Portugal Kingdom 1830Portugal Portugal

Commander

Chief Tchetekelo

Captain Luís Pinto de Almeida

Troop strength
unknown 500 men (255 Portuguese, 245 Africans), a few hundred allied Khumbi; 2 cannons
losses

high

16 officers,
12 NCOs,
114 European and
170 African soldiers, unknown number of Khumbi

The Battle of the Pembe ford in September 1904 occurred in the course of Portugal's efforts to annex the region north of the Kunene River inhabited by Ovambo . It ended with the worst Portuguese defeat to date in sub-Saharan Africa.

initial situation

Settlement areas of Angolan ethnic groups (Ovambo rosé in the south)

In order to be able to actually take possession of the entire area of ​​Angola, which was assigned to him at the Congo Conference in 1885 , Portugal had to subjugate the ethnic groups settled in the extreme south before the German rivals from German South West Africa did so. On the other hand, the Portuguese were hardly present south of the central highlands at that time.

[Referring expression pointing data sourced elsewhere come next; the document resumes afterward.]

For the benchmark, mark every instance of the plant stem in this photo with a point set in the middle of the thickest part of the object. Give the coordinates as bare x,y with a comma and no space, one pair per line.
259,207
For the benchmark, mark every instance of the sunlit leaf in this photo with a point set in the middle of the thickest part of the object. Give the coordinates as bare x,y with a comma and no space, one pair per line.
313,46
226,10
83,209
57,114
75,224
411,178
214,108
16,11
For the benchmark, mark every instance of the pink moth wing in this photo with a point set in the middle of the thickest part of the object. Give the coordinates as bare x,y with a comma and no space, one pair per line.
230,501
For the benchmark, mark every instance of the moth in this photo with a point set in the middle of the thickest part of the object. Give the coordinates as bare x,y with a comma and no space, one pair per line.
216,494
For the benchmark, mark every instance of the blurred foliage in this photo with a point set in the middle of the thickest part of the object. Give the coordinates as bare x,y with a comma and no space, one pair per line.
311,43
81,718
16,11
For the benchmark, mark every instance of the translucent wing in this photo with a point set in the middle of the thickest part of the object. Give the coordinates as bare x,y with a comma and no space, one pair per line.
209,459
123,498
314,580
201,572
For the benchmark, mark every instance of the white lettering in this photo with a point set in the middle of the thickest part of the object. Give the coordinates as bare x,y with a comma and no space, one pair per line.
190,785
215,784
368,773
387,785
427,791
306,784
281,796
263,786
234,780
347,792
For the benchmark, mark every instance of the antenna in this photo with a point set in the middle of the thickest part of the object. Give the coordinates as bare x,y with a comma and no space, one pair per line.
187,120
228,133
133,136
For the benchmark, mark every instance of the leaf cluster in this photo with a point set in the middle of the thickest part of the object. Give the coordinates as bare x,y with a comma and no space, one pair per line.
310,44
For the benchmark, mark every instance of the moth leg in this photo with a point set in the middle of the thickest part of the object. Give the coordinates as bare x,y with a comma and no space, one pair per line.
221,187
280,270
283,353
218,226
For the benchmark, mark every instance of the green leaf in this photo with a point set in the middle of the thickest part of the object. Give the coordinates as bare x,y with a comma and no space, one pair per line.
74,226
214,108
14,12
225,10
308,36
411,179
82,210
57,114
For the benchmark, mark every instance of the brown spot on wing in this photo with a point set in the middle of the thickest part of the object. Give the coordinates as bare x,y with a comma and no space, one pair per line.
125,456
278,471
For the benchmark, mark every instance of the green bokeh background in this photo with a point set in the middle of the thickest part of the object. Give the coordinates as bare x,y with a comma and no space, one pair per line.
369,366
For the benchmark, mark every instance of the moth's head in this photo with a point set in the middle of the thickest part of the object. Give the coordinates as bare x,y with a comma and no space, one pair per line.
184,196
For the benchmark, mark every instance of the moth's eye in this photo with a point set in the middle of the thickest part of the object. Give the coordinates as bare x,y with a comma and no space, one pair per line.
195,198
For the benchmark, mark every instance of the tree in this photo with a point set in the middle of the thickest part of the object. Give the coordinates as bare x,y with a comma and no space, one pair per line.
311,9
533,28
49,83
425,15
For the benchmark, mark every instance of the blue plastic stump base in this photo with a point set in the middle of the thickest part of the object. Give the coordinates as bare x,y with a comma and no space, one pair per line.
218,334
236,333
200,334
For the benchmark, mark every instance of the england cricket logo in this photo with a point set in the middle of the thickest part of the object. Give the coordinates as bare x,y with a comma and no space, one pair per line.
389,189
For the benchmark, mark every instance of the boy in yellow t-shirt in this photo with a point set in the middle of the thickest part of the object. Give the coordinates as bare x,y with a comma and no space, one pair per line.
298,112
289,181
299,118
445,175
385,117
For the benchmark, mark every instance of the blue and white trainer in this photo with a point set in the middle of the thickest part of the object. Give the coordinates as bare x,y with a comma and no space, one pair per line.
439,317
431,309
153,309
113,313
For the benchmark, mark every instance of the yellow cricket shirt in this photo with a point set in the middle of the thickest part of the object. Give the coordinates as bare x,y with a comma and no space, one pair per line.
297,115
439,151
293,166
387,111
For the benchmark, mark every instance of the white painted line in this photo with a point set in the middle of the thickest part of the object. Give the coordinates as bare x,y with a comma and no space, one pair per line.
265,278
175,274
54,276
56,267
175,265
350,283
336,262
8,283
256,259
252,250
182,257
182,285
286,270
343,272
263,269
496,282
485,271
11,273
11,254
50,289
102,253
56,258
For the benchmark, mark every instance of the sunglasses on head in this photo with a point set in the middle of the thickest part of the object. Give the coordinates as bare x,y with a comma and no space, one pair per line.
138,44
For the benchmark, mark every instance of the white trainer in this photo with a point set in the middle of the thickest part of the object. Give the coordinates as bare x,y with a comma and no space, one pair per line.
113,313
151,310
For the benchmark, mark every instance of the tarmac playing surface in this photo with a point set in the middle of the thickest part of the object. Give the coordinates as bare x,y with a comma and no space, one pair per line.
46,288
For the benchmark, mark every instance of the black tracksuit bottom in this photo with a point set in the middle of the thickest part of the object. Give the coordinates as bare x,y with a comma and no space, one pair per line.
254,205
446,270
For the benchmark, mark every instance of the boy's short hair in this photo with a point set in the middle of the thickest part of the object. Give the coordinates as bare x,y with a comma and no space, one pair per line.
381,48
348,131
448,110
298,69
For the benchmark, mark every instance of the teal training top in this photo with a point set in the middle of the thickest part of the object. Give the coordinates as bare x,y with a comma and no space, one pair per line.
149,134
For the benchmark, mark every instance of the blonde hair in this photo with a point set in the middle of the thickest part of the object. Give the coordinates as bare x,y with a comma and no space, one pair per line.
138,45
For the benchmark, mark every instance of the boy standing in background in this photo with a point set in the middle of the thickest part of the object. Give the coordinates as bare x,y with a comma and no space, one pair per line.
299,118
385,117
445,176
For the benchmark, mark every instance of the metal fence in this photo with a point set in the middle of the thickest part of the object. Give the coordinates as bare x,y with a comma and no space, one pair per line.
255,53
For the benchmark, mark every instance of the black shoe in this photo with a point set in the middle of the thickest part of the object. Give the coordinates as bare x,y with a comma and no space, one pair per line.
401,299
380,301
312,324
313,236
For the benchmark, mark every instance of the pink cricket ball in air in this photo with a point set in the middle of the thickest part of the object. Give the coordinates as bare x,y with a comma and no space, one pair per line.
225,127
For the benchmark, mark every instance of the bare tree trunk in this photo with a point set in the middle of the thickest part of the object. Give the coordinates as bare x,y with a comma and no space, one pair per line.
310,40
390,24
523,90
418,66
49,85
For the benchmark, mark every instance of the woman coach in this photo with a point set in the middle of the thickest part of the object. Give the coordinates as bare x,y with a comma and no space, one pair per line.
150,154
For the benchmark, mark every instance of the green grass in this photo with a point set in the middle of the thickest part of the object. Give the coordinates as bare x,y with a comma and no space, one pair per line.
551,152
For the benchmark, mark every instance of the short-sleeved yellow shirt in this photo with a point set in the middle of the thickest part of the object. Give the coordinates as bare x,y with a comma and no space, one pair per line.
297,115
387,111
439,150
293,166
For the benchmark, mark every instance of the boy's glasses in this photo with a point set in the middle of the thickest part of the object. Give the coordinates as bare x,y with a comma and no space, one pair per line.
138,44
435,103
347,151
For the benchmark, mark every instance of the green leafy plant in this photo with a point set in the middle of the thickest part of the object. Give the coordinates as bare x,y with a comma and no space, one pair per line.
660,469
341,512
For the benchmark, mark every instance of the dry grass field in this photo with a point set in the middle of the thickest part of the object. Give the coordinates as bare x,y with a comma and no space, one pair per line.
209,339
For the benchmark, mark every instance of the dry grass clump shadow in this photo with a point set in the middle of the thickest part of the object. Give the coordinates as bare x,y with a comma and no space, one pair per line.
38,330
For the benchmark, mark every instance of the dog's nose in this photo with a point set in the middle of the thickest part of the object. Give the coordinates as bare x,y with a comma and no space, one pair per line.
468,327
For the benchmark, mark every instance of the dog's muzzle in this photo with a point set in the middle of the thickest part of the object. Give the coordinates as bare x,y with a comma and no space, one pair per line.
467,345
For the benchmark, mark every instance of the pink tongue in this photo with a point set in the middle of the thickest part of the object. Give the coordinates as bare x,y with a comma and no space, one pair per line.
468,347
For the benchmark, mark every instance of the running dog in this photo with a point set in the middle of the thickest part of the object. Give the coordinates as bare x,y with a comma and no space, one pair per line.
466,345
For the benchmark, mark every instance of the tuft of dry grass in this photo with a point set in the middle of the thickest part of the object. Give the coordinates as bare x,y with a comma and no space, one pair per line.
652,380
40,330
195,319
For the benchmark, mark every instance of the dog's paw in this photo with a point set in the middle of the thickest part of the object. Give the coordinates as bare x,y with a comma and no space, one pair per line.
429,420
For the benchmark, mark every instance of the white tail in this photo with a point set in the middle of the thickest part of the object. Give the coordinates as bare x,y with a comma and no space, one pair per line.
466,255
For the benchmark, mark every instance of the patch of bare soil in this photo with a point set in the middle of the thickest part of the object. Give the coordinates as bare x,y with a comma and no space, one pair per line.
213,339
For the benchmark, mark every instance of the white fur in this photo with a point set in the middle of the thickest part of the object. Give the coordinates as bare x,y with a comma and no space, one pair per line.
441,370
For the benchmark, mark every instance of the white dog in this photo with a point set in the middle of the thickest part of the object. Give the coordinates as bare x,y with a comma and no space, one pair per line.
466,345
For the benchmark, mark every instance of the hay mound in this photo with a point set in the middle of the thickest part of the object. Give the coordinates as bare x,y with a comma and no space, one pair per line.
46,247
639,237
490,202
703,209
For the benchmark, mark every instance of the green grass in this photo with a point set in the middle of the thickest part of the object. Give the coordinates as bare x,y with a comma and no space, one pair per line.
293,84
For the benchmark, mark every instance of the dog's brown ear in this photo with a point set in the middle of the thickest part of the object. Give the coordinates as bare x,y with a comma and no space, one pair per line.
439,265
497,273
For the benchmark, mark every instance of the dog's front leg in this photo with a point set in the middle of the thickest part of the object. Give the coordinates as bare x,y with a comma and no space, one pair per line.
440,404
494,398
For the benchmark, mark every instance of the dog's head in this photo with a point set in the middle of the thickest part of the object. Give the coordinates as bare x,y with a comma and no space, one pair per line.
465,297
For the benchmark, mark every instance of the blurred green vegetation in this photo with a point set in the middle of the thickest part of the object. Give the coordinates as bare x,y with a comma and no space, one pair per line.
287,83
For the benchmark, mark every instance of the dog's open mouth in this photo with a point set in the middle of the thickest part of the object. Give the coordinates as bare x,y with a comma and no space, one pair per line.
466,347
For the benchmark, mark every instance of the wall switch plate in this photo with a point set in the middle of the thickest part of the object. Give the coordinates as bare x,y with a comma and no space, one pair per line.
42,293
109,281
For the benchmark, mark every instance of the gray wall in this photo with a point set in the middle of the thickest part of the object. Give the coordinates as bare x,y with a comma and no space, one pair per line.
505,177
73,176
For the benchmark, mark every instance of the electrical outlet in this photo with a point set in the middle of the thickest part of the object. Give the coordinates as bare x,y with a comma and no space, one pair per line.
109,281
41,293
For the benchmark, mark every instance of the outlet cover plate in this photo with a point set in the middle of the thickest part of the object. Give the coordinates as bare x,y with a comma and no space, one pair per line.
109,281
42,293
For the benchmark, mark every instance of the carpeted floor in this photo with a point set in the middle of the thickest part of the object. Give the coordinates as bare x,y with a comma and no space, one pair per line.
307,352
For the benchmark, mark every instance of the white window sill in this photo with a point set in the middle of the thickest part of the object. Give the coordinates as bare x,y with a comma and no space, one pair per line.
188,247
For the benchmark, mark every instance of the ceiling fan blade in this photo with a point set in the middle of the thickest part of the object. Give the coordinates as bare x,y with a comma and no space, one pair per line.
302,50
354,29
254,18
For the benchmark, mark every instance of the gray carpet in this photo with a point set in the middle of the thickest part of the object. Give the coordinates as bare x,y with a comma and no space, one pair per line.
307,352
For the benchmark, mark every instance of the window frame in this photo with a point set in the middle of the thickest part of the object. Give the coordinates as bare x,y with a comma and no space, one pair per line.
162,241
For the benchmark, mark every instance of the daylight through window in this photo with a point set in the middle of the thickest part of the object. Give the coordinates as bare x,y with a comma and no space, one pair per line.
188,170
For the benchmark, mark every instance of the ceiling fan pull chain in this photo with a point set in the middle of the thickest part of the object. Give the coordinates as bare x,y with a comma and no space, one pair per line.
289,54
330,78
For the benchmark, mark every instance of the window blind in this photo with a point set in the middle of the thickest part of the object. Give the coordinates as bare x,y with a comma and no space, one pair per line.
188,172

In the southwest they had the port city of Moçâmedes ; their efforts to settle emigrants from Madeira and groups of exiled continental Portuguese on the fertile highlands of Huíla met with only moderate success. A number of Portuguese bush traders were active in the region, as well as a few missionaries. The governor, based in Lubango , had only a few and poorly equipped troops, a good part of which consisted of Africans recruited further north (mostly from the Ovimbundu ). He was therefore often forced to use Portuguese settlers and those Boers who had settled on the highlands of Huíla (in Humpata ) for military actions . In many cases it was decisive that he could mobilize auxiliary troops from opposing ethnic groups.

Until 1898 the Khumbi were subdued in three campaigns and then z. T. won as an ally. In the border region of Cunene , however, the Kwamato (Portuguese: Cuamato), who belonged to the Ovambo, and especially the Kwanyama (Cuanhama), offered strong resistance and were supported by related groups in German South West Africa - not least through the smuggling of guns, the modern ones were than those of the Portuguese colonial troops.

Portuguese expedition

From 1902, the southern Angolan tribes rose again against Portuguese rule. While the Germans were busy with the uprising of the Herero and Nama , in September 1904 a Portuguese expeditionary force under the command of Major João Maria de Aguiar advanced from Huíla into the Ovambo area to "pacify" them. The corps comprised 467 Portuguese and 613 African colonial soldiers, as well as 11 European settlers, 420 African mercenaries and around 500 allied Khumbi warriors. It had a field artillery division and a company of mounted dragoons.

Portuguese colonial troops around 1900.

At a ford through the Kunene near Pembe , an advance detachment under the command of Captain Luís Pinto de Almeida was ambushed by the Kwamato. The division consisted of 499 colonial soldiers, half Portuguese and half African. It included two platoons of dragoons and two field cannons; their armament consisted of rifles, pistols (only for officers) and sabers. In addition there were an indeterminate number of warriors of the Himba and the Khumbi. They met probably a few thousand Kwamato who had holed up in patches of forest. They often had rifles, but for the most part arrows and bows and / or spears, but in each case combat knives and / or clubs. Instead of ordering a retreat, de Almeida decided to attack, during the chaotic course of which Portuguese colonial soldiers and African auxiliaries even shot at each other once in the turmoil. More than 300 men in the advance division, including a good number of the officers, were ultimately shot, slain or killed with naked weapons on the battlefield; the rest fled.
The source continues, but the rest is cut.